“Shut up,” Penny snapped.
“No,” Brittney chided in a voice dripping with sincerity. “We mustn’t fight amongst ourselves.”
“We mustn’t?” Penny mocked her. “Shut up until Drake comes back.” Then, not happy with the silence from Brittney, silence that sounded like disapproval, Penny said, “I don’t take orders from anyone. Not you. Not Drake. Not even the whatever you call it.” But she licked her lips nervously as she said it.
“The gaiaphage,” Brittney said. She laughed, not cruelly, but with a knowing condescension. “You’ll see.”

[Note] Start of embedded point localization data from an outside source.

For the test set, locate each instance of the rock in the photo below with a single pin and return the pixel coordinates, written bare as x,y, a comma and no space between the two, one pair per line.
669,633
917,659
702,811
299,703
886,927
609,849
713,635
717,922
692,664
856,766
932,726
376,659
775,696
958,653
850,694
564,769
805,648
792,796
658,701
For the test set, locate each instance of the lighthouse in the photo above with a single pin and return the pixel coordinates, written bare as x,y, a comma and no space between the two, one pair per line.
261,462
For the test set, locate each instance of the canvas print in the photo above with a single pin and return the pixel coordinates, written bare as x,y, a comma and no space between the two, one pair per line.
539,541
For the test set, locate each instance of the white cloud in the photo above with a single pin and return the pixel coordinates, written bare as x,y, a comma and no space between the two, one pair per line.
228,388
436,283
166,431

Penny was already “seeing.” Not that she could see anything, not even a finger held right up to her eye, but she could feel the power of it. They had reached the entrance to the mine shaft. The darkness, already absolute, was now tight around them.
It was easier to find their way, just to feel for the timbers along the side. But harder to breathe.

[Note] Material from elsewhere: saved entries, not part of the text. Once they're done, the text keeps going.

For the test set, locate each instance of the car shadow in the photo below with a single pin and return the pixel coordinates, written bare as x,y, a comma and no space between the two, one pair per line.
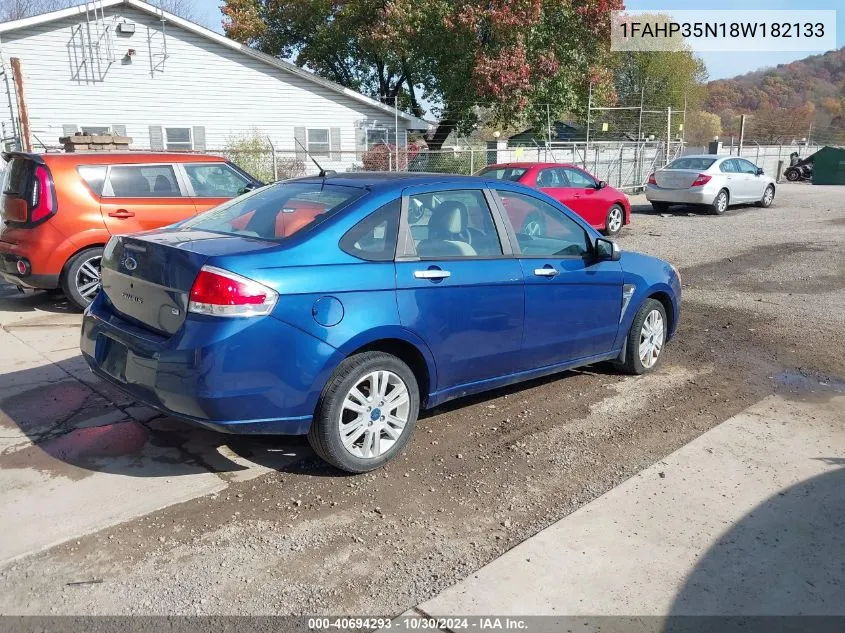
13,300
785,557
679,210
60,419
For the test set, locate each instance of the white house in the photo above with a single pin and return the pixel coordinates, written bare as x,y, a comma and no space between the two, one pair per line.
126,67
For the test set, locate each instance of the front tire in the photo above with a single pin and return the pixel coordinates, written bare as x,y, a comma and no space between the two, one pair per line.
646,338
81,278
614,221
720,202
367,412
768,197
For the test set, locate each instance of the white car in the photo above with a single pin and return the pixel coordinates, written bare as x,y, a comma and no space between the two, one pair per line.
709,180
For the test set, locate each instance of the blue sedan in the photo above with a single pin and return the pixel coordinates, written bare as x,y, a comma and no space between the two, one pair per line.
340,306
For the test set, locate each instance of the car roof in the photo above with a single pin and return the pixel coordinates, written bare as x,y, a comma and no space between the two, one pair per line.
386,179
108,158
526,164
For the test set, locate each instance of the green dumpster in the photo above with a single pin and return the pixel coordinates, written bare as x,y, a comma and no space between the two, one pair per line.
829,166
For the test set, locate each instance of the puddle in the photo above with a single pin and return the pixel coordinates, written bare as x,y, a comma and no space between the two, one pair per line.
810,382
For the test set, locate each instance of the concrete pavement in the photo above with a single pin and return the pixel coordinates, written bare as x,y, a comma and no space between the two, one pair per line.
748,519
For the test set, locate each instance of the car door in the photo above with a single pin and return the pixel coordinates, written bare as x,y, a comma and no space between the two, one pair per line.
572,301
143,197
210,184
753,185
585,197
457,286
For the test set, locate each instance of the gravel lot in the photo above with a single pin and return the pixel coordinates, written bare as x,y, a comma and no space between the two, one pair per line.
763,312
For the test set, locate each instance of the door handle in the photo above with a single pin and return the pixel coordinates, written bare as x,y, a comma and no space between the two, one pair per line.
432,274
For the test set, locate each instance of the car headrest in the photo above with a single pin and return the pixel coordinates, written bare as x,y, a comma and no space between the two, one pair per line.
450,218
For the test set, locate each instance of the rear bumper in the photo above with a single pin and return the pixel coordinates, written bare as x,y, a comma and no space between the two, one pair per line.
9,272
257,376
698,195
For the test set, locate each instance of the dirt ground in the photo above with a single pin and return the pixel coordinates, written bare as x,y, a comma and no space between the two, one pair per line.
763,312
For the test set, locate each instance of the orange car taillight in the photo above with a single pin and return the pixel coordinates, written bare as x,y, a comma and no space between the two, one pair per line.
43,202
218,292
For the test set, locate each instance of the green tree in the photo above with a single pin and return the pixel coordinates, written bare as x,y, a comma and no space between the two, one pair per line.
502,55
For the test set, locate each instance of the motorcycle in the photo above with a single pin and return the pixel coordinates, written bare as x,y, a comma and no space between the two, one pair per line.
799,168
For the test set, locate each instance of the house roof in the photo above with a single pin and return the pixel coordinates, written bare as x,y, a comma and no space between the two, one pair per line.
414,123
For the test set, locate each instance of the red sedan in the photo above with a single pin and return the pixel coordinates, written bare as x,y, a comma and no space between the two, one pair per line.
604,207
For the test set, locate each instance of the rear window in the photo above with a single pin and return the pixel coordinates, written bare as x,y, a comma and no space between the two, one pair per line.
277,211
691,163
503,173
17,177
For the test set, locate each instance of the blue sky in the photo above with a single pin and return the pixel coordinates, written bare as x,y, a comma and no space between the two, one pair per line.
719,65
730,64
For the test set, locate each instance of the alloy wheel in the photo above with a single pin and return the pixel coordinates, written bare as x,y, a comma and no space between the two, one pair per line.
722,202
88,278
374,414
651,338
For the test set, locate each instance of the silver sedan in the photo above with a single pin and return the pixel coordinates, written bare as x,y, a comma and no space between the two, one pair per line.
709,180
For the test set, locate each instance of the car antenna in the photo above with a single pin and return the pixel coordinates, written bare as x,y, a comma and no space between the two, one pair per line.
324,173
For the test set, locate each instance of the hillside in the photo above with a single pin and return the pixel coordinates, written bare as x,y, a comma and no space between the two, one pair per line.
786,100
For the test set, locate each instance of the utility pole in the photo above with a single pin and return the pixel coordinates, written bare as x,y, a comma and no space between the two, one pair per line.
26,143
668,132
589,107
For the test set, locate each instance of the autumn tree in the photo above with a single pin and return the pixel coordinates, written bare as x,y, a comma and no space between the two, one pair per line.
503,56
701,127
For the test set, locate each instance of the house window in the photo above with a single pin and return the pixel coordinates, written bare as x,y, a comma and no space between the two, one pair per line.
96,130
178,138
318,142
376,136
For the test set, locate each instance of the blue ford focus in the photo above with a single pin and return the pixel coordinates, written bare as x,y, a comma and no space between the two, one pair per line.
338,307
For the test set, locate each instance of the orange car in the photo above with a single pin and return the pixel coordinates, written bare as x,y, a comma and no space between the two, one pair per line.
59,210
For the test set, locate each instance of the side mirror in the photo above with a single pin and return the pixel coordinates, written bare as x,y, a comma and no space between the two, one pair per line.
607,250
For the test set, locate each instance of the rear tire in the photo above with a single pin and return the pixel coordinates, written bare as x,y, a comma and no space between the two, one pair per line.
768,197
614,221
720,202
362,422
646,338
81,277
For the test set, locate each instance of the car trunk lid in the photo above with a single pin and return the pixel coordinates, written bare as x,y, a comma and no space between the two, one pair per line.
147,278
676,178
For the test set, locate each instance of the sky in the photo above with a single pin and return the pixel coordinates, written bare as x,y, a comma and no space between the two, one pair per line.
719,65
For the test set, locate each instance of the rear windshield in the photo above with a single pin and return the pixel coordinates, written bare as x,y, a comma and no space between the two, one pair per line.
16,178
277,211
503,173
691,163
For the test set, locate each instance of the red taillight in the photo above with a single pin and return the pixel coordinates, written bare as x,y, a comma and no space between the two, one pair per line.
222,293
43,200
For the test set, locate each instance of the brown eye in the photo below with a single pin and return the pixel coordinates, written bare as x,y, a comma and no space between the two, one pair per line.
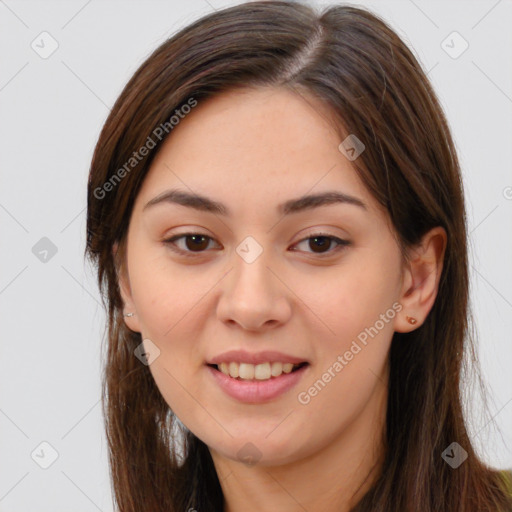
321,243
194,243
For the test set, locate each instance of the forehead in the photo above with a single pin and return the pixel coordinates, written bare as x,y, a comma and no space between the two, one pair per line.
254,145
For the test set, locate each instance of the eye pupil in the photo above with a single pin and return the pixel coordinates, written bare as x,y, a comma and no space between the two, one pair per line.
324,242
197,240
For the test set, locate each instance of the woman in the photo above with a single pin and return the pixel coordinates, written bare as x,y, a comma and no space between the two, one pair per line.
285,274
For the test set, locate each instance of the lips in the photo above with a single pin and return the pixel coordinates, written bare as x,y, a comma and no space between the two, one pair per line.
243,356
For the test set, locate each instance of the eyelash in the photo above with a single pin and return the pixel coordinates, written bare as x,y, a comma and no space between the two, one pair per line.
170,242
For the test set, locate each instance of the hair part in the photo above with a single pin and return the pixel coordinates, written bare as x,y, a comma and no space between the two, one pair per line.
359,68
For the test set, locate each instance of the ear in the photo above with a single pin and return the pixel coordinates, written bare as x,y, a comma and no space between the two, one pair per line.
421,277
119,255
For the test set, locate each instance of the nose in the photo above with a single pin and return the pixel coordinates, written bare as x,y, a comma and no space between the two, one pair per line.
254,296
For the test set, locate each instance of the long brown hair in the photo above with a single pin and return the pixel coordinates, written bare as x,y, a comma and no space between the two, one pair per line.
357,65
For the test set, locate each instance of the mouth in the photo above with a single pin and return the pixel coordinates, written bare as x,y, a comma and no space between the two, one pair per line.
256,385
248,372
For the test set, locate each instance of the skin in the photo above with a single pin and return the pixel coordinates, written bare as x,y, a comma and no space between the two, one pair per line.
251,150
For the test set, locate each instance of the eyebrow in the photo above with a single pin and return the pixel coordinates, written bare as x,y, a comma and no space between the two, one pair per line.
299,204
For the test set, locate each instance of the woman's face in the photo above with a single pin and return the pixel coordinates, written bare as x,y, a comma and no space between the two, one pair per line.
259,280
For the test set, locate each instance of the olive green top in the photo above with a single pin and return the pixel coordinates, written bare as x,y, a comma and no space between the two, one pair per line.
507,476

A low moan escaped from Diana.
Penny had a fleeting impulse to give her something to be scared of. But that was the problem: fear was the very air they were breathing now.
“There are some hard places,” Brittney warned. “There’s a big, big drop. It will break your legs all up if you fall.”
Penny shook her head, a gesture no one could see. “No way. No way. Done that, not doing it again.”
Brittney’s voice was silky. “You could always leave.”
“You think I …” Penny had to struggle to take the next breath. “You think I won’t?”
“You won’t,” Brittney said. “You’re going to the place you always wanted to be.”
“No one tells me—” Penny snarled. But the defiance died in midsentence. She tried again. “No one…”
“Careful,” Brittney said smugly. “This next section is all jumbled-up rock. You’ll have to crawl over it.” Then, in that weird singsong voice she got from time to time, she said, “Crawl on our knees, on our knees we crawl to our lord.”
Brianna was breathing hard without moving.
The darkness, it was her kryptonite. Couldn’t use super-speed when you couldn’t see where you were going.
So dark. It was actually worse than the images Penny had put in her head. Those had been cool in a way. This, though, this was just nothing.
Just nothing nothing nothingness.
Well, not total nothing, now that she thought about it. When she held the machete up in front of her face there was the tangy smell of steel. She drew her shotgun and there was the feel of the short stock and the smell of gunpowder residue.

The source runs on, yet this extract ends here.